List upcoming events, either in the sidebar or on a full page.
Simple to install and use. Create events using a new popup calendar on the post edit page.
Now fully supports WordPress 2.0.
Supports WordPress Widgets, so that you can add events to your sidebar without having to edit PHP files.
Subscribe to your events from iCal, Sunbird, Google calendar and other iCalendar-aware applications.
Fully timezone aware.
Translations available to Dutch, German, Norwegian and Spanish.
Changes since 3.1._pre16
Easier to use (harder to get wrong!) interface on post edit page.
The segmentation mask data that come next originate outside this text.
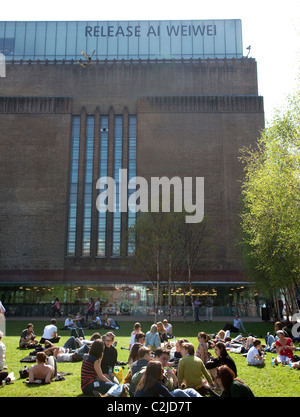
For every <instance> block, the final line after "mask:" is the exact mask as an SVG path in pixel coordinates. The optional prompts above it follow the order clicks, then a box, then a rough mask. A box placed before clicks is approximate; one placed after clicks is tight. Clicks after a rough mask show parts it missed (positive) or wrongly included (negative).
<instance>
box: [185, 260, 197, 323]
mask: <svg viewBox="0 0 300 417" xmlns="http://www.w3.org/2000/svg"><path fill="white" fill-rule="evenodd" d="M187 264H188V274H189V292H190V298H191V306H192V313H193V323H195V320H196V317H195V310H194V308H193V292H192V274H191V264H190V256H189V255H188V256H187Z"/></svg>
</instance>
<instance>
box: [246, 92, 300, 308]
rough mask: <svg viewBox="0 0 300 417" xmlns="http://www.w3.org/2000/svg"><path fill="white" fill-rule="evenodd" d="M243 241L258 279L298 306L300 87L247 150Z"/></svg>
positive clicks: (299, 160)
mask: <svg viewBox="0 0 300 417" xmlns="http://www.w3.org/2000/svg"><path fill="white" fill-rule="evenodd" d="M241 160H242V162H243V163H244V165H245V180H244V182H243V185H242V197H243V210H242V213H241V227H242V233H243V239H242V244H243V246H244V250H245V252H246V253H247V256H248V257H249V258H250V260H249V259H248V265H250V264H252V268H253V270H254V271H255V272H256V273H255V279H256V280H258V281H261V282H263V283H264V285H265V286H267V288H269V289H270V290H271V291H273V292H276V291H278V290H281V291H282V292H284V294H285V296H286V300H289V303H288V305H287V307H288V308H290V313H292V311H294V310H295V309H296V302H295V292H294V288H295V286H296V285H298V284H299V278H300V257H299V255H300V210H299V203H300V93H299V92H298V93H296V94H295V95H294V96H293V97H291V98H289V99H288V106H287V108H286V109H285V110H284V111H281V112H280V111H277V112H276V114H275V116H274V120H273V121H272V124H271V126H270V127H269V128H267V129H266V130H265V131H264V132H263V133H262V135H261V138H260V139H259V140H258V143H257V147H256V148H255V149H253V148H245V149H243V150H242V157H241Z"/></svg>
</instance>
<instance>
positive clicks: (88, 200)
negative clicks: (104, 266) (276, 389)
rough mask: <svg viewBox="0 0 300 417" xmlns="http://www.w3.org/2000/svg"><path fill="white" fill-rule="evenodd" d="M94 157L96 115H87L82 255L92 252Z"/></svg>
mask: <svg viewBox="0 0 300 417" xmlns="http://www.w3.org/2000/svg"><path fill="white" fill-rule="evenodd" d="M93 159H94V116H87V121H86V154H85V179H84V207H83V241H82V255H83V256H90V254H91V220H92V193H93Z"/></svg>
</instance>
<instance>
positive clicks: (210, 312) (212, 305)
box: [193, 296, 214, 321]
mask: <svg viewBox="0 0 300 417" xmlns="http://www.w3.org/2000/svg"><path fill="white" fill-rule="evenodd" d="M202 305H204V306H205V311H206V315H205V320H206V321H212V319H213V306H214V300H213V299H212V298H211V297H210V296H209V297H207V299H206V301H205V303H204V304H203V303H202V302H201V301H200V299H199V297H196V299H195V301H194V303H193V308H194V313H195V316H194V317H195V321H200V318H199V313H200V307H202Z"/></svg>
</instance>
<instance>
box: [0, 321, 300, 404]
mask: <svg viewBox="0 0 300 417" xmlns="http://www.w3.org/2000/svg"><path fill="white" fill-rule="evenodd" d="M27 323H28V321H13V320H7V321H6V336H5V337H4V338H3V342H4V344H5V346H6V364H7V366H8V372H12V371H13V372H14V374H15V377H16V380H15V381H14V384H12V385H7V386H4V387H3V388H0V397H81V396H83V395H82V393H81V389H80V369H81V362H77V363H58V371H59V372H71V373H72V374H73V375H68V376H66V377H65V378H66V379H65V381H58V382H52V383H51V384H50V385H39V386H28V385H26V384H25V383H23V381H24V380H23V379H20V378H19V370H20V369H21V368H22V367H23V366H24V365H26V364H25V363H20V359H21V358H23V357H24V356H26V355H27V354H28V353H29V352H30V350H21V349H18V344H19V338H20V334H21V332H22V330H23V329H25V328H26V325H27ZM33 324H34V331H35V333H36V335H37V336H38V337H40V336H41V335H42V331H43V328H44V325H45V322H43V321H35V320H34V321H33ZM120 324H121V328H120V329H119V330H116V331H115V334H116V340H117V341H118V344H117V350H118V359H119V360H120V361H124V362H127V359H128V354H129V351H128V350H123V349H121V347H128V343H129V340H130V333H131V331H132V327H133V321H128V322H121V323H120ZM141 324H142V330H143V331H144V332H146V331H148V330H149V328H150V326H151V324H152V323H150V322H142V323H141ZM172 324H173V332H174V335H175V336H176V338H181V337H185V338H187V339H189V341H190V342H191V343H193V344H194V346H195V347H197V343H198V341H197V334H198V332H199V331H205V332H207V333H216V332H218V331H219V330H220V329H222V328H223V327H224V324H225V322H199V323H197V324H193V323H191V322H189V323H180V322H174V323H172ZM61 327H63V321H62V320H61V321H60V320H58V328H61ZM245 327H246V330H247V333H248V332H251V333H253V334H255V335H256V336H258V337H259V338H260V339H261V340H262V342H263V343H264V336H265V334H266V332H267V331H273V328H274V326H273V324H272V323H265V322H255V323H248V322H247V323H245ZM102 332H103V331H102ZM92 333H93V330H85V335H86V337H87V338H88V337H89V336H91V335H92ZM100 333H101V331H100ZM59 334H60V335H61V336H62V338H61V343H60V345H62V344H63V343H64V342H65V341H66V340H67V339H68V337H69V336H70V332H69V331H60V332H59ZM101 334H102V333H101ZM212 353H213V354H214V352H212ZM230 355H231V356H232V358H233V359H234V361H235V363H236V366H237V370H238V377H239V378H241V379H243V380H244V381H245V382H246V383H247V384H248V385H249V386H250V388H251V389H252V391H253V392H254V394H255V396H256V397H300V380H299V375H300V372H299V371H298V370H295V369H293V370H290V369H289V368H288V367H283V366H281V365H280V366H277V367H274V368H273V367H271V358H272V356H273V355H272V354H271V353H267V359H266V366H265V367H263V368H256V367H251V366H247V363H246V358H245V357H243V356H241V355H239V354H234V353H231V354H230ZM27 365H28V366H30V365H31V364H27ZM126 373H127V367H125V369H124V376H125V375H126Z"/></svg>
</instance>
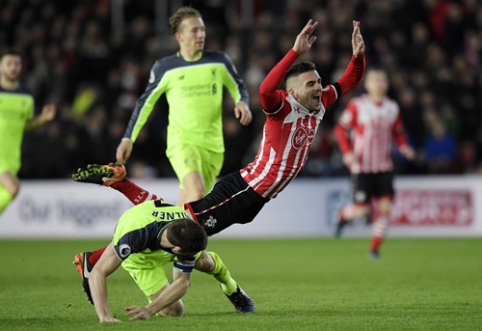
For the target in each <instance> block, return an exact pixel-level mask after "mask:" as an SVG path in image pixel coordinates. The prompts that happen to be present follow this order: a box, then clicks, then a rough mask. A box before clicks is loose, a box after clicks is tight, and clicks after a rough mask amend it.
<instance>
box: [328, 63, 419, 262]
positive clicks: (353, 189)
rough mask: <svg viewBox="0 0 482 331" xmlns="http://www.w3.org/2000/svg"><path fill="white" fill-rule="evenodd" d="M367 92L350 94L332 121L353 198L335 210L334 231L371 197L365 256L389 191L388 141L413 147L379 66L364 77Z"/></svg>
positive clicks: (386, 222) (382, 236) (406, 154)
mask: <svg viewBox="0 0 482 331" xmlns="http://www.w3.org/2000/svg"><path fill="white" fill-rule="evenodd" d="M365 89H366V91H367V94H363V95H361V96H359V97H357V98H354V99H353V100H352V101H351V102H350V103H349V104H348V106H347V108H346V109H345V111H344V112H343V114H342V115H341V117H340V120H339V122H338V124H337V125H336V126H335V135H336V137H337V140H338V143H339V145H340V150H341V152H342V154H343V162H344V163H345V165H346V166H347V167H348V169H349V170H350V173H351V178H352V194H353V204H350V205H348V206H345V207H343V208H342V209H341V211H340V214H339V222H338V226H337V233H336V235H337V236H340V235H341V231H342V228H343V226H344V225H345V224H347V221H350V220H353V219H357V218H361V217H366V216H368V215H369V214H370V213H371V206H370V203H371V201H372V199H374V200H375V203H374V205H375V206H376V208H375V213H374V215H373V217H372V219H373V220H374V221H373V238H372V243H371V248H370V254H371V257H373V258H377V257H378V255H379V248H380V245H381V243H382V240H383V238H384V237H385V234H386V231H387V228H388V223H389V214H390V210H391V206H392V200H393V196H394V189H393V165H392V160H391V149H392V142H393V141H394V142H395V143H396V144H397V146H398V148H399V150H400V153H401V154H402V155H404V156H405V157H406V158H407V159H410V160H411V159H413V158H414V156H415V153H414V151H413V149H412V148H411V147H410V146H409V145H408V144H407V141H406V138H405V134H404V132H403V125H402V120H401V116H400V109H399V107H398V104H397V103H396V102H395V101H394V100H391V99H389V98H388V97H387V96H386V93H387V91H388V77H387V74H386V72H385V71H383V70H381V69H370V70H368V71H367V74H366V77H365Z"/></svg>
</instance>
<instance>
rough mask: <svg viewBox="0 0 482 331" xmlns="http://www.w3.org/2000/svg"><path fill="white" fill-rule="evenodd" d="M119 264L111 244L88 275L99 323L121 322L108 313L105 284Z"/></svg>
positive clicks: (105, 283)
mask: <svg viewBox="0 0 482 331" xmlns="http://www.w3.org/2000/svg"><path fill="white" fill-rule="evenodd" d="M121 263H122V261H121V260H120V259H119V258H118V257H117V255H116V253H115V252H114V247H113V246H112V243H111V244H109V246H107V248H106V250H105V251H104V253H103V254H102V256H101V257H100V259H99V261H98V262H97V263H96V264H95V266H94V268H93V269H92V272H91V273H90V277H89V285H90V292H91V294H92V299H93V301H94V307H95V310H96V312H97V316H99V322H121V320H119V319H117V318H115V317H113V316H112V314H111V312H110V309H109V304H108V302H107V283H106V278H107V276H109V275H110V274H111V273H113V272H114V271H115V270H117V268H119V266H120V265H121Z"/></svg>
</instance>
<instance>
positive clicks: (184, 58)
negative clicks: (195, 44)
mask: <svg viewBox="0 0 482 331" xmlns="http://www.w3.org/2000/svg"><path fill="white" fill-rule="evenodd" d="M203 55H204V52H201V56H200V57H199V58H197V59H195V60H186V59H185V58H184V57H183V56H182V55H181V51H178V52H177V57H180V58H181V59H183V60H184V61H186V62H196V61H199V60H201V59H202V57H203Z"/></svg>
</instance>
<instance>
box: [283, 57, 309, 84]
mask: <svg viewBox="0 0 482 331" xmlns="http://www.w3.org/2000/svg"><path fill="white" fill-rule="evenodd" d="M315 69H316V67H315V64H314V63H312V62H300V63H296V64H294V65H293V66H292V67H291V68H290V70H288V72H287V73H286V75H285V84H286V81H287V80H288V78H290V77H296V76H298V75H301V74H303V73H305V72H308V71H312V70H315Z"/></svg>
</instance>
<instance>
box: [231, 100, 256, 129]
mask: <svg viewBox="0 0 482 331" xmlns="http://www.w3.org/2000/svg"><path fill="white" fill-rule="evenodd" d="M234 116H236V118H237V119H239V123H241V124H242V125H248V124H249V123H251V120H252V119H253V115H252V114H251V110H249V106H248V105H247V104H245V103H244V102H238V104H237V105H236V107H234Z"/></svg>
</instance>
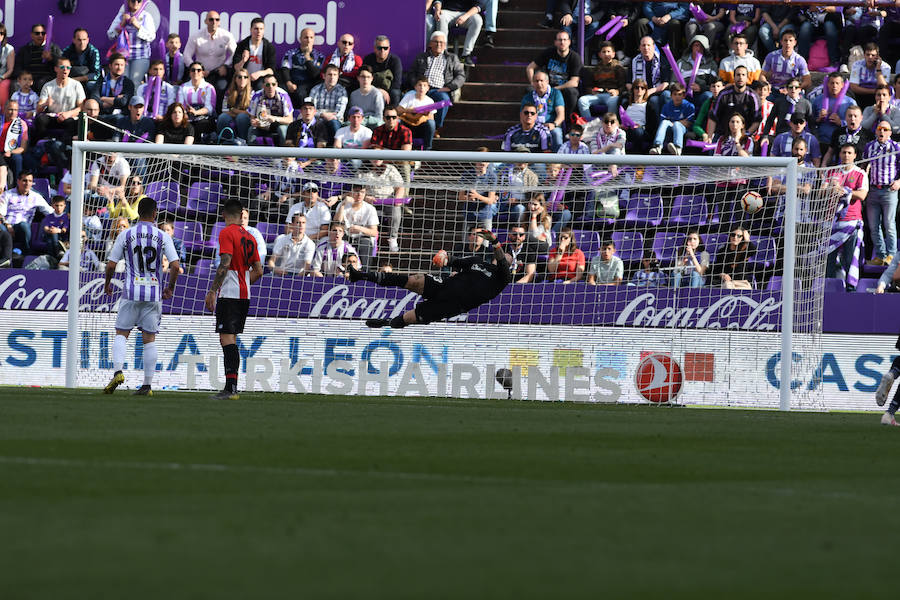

- The “Schedule Editor” has been RENAMED “Event Editor”. Since its name now starts with the word “Event”, new users are more likely to associate it with the Event Calendar plug-in. Currently, many new users edit the “Post Timestamp”, presumably because “Time” sounds like it should be related to events in some way.
- The (newly dubbed) Event Editor is now ALWAYS VISIBLE. New users often failed to notice that the new control appeared when they selected the event category.
- The event category checkbox is now greyed-out. It is now managed by the Event Editor – when there are events the event category checkbox is ticked. When the post has no events the checkbox is cleared. This removes one whole step for the task of making an event post.
Added Spanish translation. Thanks to Maira Belmonte.
Smoothed the installation process:
- Most of the plugin is now simply deactivated until an event category is chosen.
- No more SQL errors when the plug-in is half installed.
- No longer attempts to “upgrade” category #1 when newly installed.
Moved EventCalendar options screen from “Options” to “Plugins” section in the admin interface. This should make it easier to find the tab immediately after activating the plugin.
New ‘X days’ limit syntax for ec3_get_events().